A sweet way to apply food science

“We’re looking at Audrey Creamery I think it should be easy to make ice cream, but it really isn’t Callie Knell, professor of microbial food safety who teaches courses such as Food for Thought (ANFS 102) and Foodborne Illness: Investigating an Outbreak (ANFS 230). “Because of the freezing properties and the taste of the crystals in your mouth, you need to make it really perfect.”

According to Knell, students looking to pursue food science R&D must overcome the frustration of trying over and over again until they get the best product.

“Jane is a great fit for food science because she will persevere,” said Knell, who is Farnham’s academic advisor. “Ice cream is not a very forgiving matrix. Small changes make a big impact, and when you get even a little wrong, there is a noticeable difference.”

In this area, perseverance pays off. Because of their skills in applied science and their desire to hire food scientists, UD food science majors enjoy a 100% job placement rate in their chosen careers.

This internship experience encouraged Farnham to remain in the food science R&D sector, as well as to focus on the food science skills she developed while an undergraduate at the University of Florida.

Farnham particularly noted how much she enjoyed Kniel’s Food Microbiology course (ANFS 439/639) for food science majors.

“You learn about all these organisms in lecture and then actually apply them by making actual food products in the lab department,” Farnham said.
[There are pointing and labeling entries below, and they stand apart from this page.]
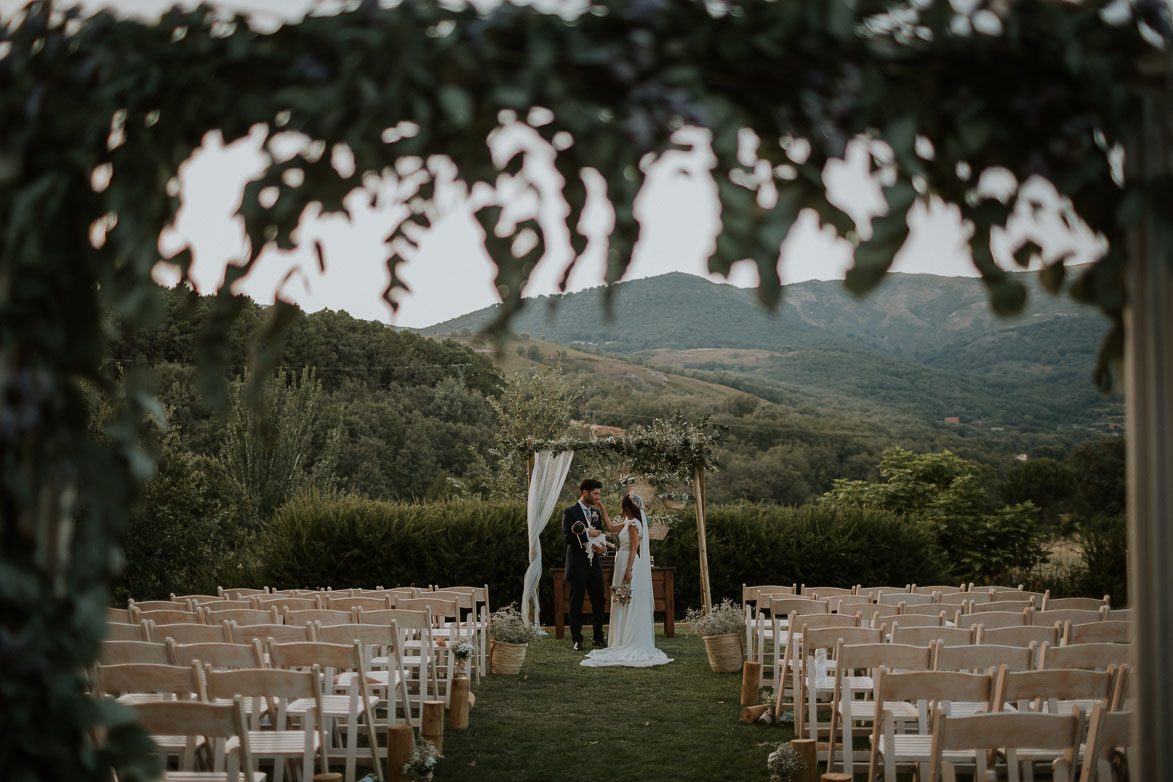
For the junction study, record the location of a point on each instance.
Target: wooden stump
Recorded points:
(808, 750)
(433, 723)
(750, 714)
(751, 672)
(400, 742)
(458, 713)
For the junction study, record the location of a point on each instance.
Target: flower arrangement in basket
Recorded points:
(422, 761)
(723, 629)
(784, 763)
(621, 593)
(461, 652)
(509, 634)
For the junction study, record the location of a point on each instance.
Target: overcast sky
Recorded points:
(452, 273)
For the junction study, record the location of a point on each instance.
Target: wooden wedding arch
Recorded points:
(668, 453)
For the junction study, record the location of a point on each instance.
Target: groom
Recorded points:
(584, 573)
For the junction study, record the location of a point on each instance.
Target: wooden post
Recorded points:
(1148, 407)
(400, 742)
(458, 713)
(751, 672)
(698, 491)
(432, 727)
(808, 750)
(530, 457)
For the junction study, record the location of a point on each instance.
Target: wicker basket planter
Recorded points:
(506, 658)
(725, 652)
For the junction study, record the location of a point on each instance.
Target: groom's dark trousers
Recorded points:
(583, 575)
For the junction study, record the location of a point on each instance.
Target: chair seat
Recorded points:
(826, 685)
(251, 705)
(173, 745)
(901, 711)
(211, 776)
(374, 678)
(331, 705)
(134, 699)
(967, 708)
(917, 748)
(271, 743)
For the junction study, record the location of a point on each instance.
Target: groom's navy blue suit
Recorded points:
(583, 573)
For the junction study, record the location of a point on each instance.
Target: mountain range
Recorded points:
(921, 345)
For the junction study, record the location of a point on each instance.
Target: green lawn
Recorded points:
(561, 721)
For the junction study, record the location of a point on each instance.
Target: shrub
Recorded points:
(825, 544)
(188, 532)
(1105, 544)
(329, 539)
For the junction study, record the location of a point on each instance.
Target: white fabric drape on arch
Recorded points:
(544, 487)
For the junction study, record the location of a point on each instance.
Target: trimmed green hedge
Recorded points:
(337, 541)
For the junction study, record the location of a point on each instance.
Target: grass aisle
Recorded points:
(561, 721)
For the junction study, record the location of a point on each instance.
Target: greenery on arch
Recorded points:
(666, 453)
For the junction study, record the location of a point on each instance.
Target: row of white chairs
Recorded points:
(462, 610)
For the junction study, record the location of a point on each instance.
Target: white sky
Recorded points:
(451, 274)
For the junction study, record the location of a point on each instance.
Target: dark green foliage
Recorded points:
(1046, 483)
(79, 95)
(345, 541)
(981, 543)
(190, 530)
(1105, 544)
(337, 541)
(826, 544)
(1099, 471)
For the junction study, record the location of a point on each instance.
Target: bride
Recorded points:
(631, 636)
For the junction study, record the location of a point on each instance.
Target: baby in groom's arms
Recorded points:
(597, 543)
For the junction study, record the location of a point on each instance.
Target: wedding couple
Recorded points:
(631, 632)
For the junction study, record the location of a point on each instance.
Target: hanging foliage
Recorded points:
(96, 116)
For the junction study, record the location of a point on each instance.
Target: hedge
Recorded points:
(341, 542)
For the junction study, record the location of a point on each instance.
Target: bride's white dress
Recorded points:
(631, 639)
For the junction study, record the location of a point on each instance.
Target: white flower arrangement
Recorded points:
(422, 761)
(784, 763)
(463, 651)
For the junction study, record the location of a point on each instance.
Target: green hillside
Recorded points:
(921, 346)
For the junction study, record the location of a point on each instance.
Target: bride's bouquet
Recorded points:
(621, 593)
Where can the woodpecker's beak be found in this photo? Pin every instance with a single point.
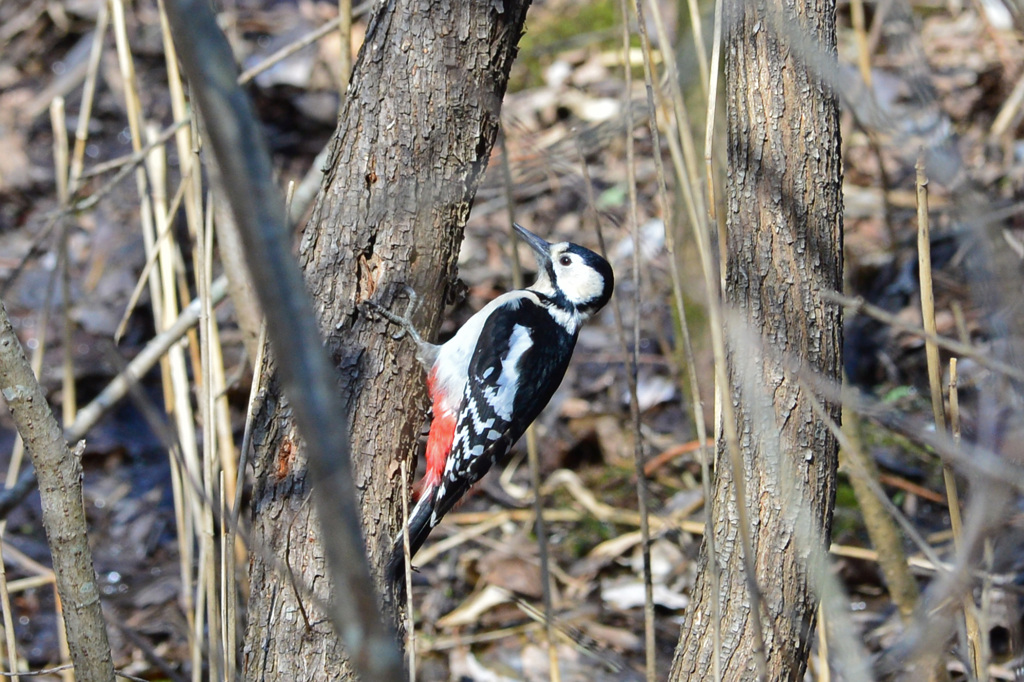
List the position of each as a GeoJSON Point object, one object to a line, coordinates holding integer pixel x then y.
{"type": "Point", "coordinates": [540, 247]}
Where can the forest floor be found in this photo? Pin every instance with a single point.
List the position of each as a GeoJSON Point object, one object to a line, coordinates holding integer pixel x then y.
{"type": "Point", "coordinates": [946, 80]}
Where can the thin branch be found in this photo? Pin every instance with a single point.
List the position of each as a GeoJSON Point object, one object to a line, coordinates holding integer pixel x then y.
{"type": "Point", "coordinates": [64, 510]}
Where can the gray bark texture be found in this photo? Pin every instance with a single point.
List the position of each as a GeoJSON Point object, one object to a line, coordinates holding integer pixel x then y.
{"type": "Point", "coordinates": [59, 474]}
{"type": "Point", "coordinates": [784, 246]}
{"type": "Point", "coordinates": [415, 135]}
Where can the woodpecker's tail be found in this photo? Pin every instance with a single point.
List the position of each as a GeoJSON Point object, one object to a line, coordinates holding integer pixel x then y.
{"type": "Point", "coordinates": [419, 528]}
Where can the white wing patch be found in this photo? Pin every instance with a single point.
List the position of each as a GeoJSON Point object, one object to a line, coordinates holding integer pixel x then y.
{"type": "Point", "coordinates": [502, 395]}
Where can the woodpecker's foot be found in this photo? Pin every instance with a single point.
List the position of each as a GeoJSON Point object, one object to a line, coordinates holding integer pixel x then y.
{"type": "Point", "coordinates": [425, 352]}
{"type": "Point", "coordinates": [406, 321]}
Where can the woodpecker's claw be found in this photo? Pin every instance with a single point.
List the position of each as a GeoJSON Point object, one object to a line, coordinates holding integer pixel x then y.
{"type": "Point", "coordinates": [425, 352]}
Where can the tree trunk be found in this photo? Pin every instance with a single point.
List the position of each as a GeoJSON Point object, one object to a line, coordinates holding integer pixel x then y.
{"type": "Point", "coordinates": [420, 119]}
{"type": "Point", "coordinates": [784, 246]}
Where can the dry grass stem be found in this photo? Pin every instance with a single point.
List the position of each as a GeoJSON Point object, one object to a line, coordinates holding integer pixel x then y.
{"type": "Point", "coordinates": [650, 668]}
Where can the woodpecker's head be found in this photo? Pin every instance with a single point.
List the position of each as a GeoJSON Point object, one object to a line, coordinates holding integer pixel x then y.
{"type": "Point", "coordinates": [572, 276]}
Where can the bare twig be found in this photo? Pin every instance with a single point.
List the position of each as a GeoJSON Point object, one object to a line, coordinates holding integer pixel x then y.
{"type": "Point", "coordinates": [64, 512]}
{"type": "Point", "coordinates": [307, 376]}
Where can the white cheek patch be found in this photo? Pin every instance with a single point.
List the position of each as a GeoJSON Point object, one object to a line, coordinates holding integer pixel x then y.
{"type": "Point", "coordinates": [581, 284]}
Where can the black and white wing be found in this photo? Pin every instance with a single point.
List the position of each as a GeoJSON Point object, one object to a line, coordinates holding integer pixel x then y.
{"type": "Point", "coordinates": [518, 363]}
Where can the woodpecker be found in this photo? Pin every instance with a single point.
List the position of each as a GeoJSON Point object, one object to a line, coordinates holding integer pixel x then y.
{"type": "Point", "coordinates": [491, 380]}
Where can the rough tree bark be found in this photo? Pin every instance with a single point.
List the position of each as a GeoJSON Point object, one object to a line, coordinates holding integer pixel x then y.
{"type": "Point", "coordinates": [421, 116]}
{"type": "Point", "coordinates": [783, 243]}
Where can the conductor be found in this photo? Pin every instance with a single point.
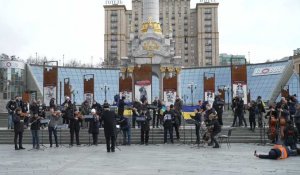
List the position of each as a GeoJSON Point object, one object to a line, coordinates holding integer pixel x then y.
{"type": "Point", "coordinates": [109, 119]}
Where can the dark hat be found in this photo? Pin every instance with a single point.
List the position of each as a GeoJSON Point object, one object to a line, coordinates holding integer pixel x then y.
{"type": "Point", "coordinates": [105, 105]}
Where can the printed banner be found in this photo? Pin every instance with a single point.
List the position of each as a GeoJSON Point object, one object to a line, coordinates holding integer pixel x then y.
{"type": "Point", "coordinates": [169, 97]}
{"type": "Point", "coordinates": [143, 90]}
{"type": "Point", "coordinates": [240, 90]}
{"type": "Point", "coordinates": [49, 92]}
{"type": "Point", "coordinates": [127, 95]}
{"type": "Point", "coordinates": [89, 97]}
{"type": "Point", "coordinates": [209, 96]}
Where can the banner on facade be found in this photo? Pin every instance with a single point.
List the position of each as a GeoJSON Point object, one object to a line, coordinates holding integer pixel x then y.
{"type": "Point", "coordinates": [170, 96]}
{"type": "Point", "coordinates": [127, 95]}
{"type": "Point", "coordinates": [143, 90]}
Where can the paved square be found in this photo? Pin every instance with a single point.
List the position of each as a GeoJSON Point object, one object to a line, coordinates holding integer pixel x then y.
{"type": "Point", "coordinates": [136, 159]}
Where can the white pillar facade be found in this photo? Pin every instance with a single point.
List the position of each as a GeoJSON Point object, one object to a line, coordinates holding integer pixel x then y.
{"type": "Point", "coordinates": [151, 9]}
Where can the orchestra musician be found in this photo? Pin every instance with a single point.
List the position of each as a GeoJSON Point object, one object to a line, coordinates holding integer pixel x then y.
{"type": "Point", "coordinates": [74, 125]}
{"type": "Point", "coordinates": [109, 119]}
{"type": "Point", "coordinates": [198, 119]}
{"type": "Point", "coordinates": [94, 126]}
{"type": "Point", "coordinates": [35, 127]}
{"type": "Point", "coordinates": [273, 124]}
{"type": "Point", "coordinates": [145, 125]}
{"type": "Point", "coordinates": [167, 123]}
{"type": "Point", "coordinates": [67, 110]}
{"type": "Point", "coordinates": [54, 121]}
{"type": "Point", "coordinates": [18, 120]}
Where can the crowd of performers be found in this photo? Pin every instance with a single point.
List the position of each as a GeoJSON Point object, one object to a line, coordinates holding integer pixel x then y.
{"type": "Point", "coordinates": [36, 116]}
{"type": "Point", "coordinates": [281, 120]}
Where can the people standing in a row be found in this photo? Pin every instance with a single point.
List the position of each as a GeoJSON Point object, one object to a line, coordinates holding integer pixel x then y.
{"type": "Point", "coordinates": [94, 126]}
{"type": "Point", "coordinates": [145, 125]}
{"type": "Point", "coordinates": [218, 105]}
{"type": "Point", "coordinates": [18, 120]}
{"type": "Point", "coordinates": [67, 110]}
{"type": "Point", "coordinates": [238, 109]}
{"type": "Point", "coordinates": [168, 118]}
{"type": "Point", "coordinates": [52, 126]}
{"type": "Point", "coordinates": [109, 119]}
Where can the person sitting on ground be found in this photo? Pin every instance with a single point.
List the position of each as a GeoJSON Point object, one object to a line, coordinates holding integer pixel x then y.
{"type": "Point", "coordinates": [278, 152]}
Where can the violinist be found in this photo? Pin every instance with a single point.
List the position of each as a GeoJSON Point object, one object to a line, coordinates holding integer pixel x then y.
{"type": "Point", "coordinates": [198, 119]}
{"type": "Point", "coordinates": [282, 115]}
{"type": "Point", "coordinates": [35, 128]}
{"type": "Point", "coordinates": [74, 126]}
{"type": "Point", "coordinates": [273, 124]}
{"type": "Point", "coordinates": [94, 126]}
{"type": "Point", "coordinates": [54, 121]}
{"type": "Point", "coordinates": [18, 128]}
{"type": "Point", "coordinates": [251, 109]}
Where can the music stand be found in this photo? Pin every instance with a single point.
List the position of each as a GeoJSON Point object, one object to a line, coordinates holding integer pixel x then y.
{"type": "Point", "coordinates": [45, 122]}
{"type": "Point", "coordinates": [60, 127]}
{"type": "Point", "coordinates": [88, 118]}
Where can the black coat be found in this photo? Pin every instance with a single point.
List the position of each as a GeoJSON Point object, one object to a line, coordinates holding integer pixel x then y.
{"type": "Point", "coordinates": [35, 124]}
{"type": "Point", "coordinates": [145, 125]}
{"type": "Point", "coordinates": [216, 126]}
{"type": "Point", "coordinates": [94, 126]}
{"type": "Point", "coordinates": [18, 123]}
{"type": "Point", "coordinates": [109, 119]}
{"type": "Point", "coordinates": [68, 110]}
{"type": "Point", "coordinates": [34, 108]}
{"type": "Point", "coordinates": [11, 106]}
{"type": "Point", "coordinates": [167, 123]}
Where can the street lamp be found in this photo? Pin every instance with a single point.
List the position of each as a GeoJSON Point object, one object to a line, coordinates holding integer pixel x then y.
{"type": "Point", "coordinates": [192, 86]}
{"type": "Point", "coordinates": [105, 88]}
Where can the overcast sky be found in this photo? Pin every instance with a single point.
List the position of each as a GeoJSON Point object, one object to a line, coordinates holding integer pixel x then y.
{"type": "Point", "coordinates": [267, 29]}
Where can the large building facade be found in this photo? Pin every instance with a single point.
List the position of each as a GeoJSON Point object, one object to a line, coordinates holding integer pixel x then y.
{"type": "Point", "coordinates": [195, 31]}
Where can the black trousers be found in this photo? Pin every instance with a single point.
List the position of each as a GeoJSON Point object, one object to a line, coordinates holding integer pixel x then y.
{"type": "Point", "coordinates": [76, 132]}
{"type": "Point", "coordinates": [213, 139]}
{"type": "Point", "coordinates": [252, 122]}
{"type": "Point", "coordinates": [133, 120]}
{"type": "Point", "coordinates": [176, 126]}
{"type": "Point", "coordinates": [170, 130]}
{"type": "Point", "coordinates": [95, 138]}
{"type": "Point", "coordinates": [144, 136]}
{"type": "Point", "coordinates": [197, 128]}
{"type": "Point", "coordinates": [54, 131]}
{"type": "Point", "coordinates": [155, 119]}
{"type": "Point", "coordinates": [110, 143]}
{"type": "Point", "coordinates": [65, 121]}
{"type": "Point", "coordinates": [20, 135]}
{"type": "Point", "coordinates": [220, 117]}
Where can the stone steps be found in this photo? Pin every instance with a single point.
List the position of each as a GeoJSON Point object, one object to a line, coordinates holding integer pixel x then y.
{"type": "Point", "coordinates": [239, 135]}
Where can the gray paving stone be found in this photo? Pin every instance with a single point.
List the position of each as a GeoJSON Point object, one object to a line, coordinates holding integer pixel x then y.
{"type": "Point", "coordinates": [136, 159]}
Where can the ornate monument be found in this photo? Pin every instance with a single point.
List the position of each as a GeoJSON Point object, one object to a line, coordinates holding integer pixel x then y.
{"type": "Point", "coordinates": [152, 54]}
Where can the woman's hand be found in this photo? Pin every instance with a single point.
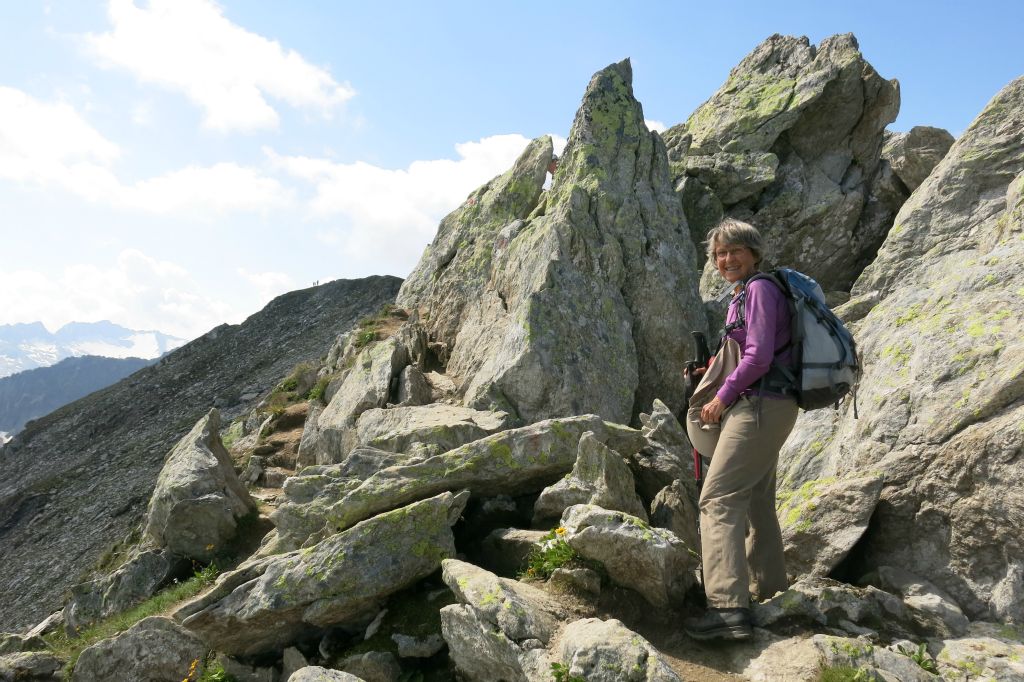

Budding food scientists study all the different microorganisms that can be found in food, from disease-causing microbes to those that are vital to food production.

“We have laboratories where we work on the laboratory basics of microbiology, such as bacterial counts,” Knell said. “We typically tie these technologies to some of the regulations that exist within the United States regarding the food supply, and then look at different testing strategies.

Students also study the fermentation process and make, for example, kimchi by following the microbial community as it changes during the fermentation process.

Although food science can sometimes be very tough and complex, it can also be very rewarding.

“A few weeks ago I was at Food Lion, and the flavor was on the shelves. I was crying because I spent the whole summer working on this project,” Farnham said. “I put my blood, sweat and tears into this, so it’s crazy that it’s now going to be a food product.” A real thing that people can buy.”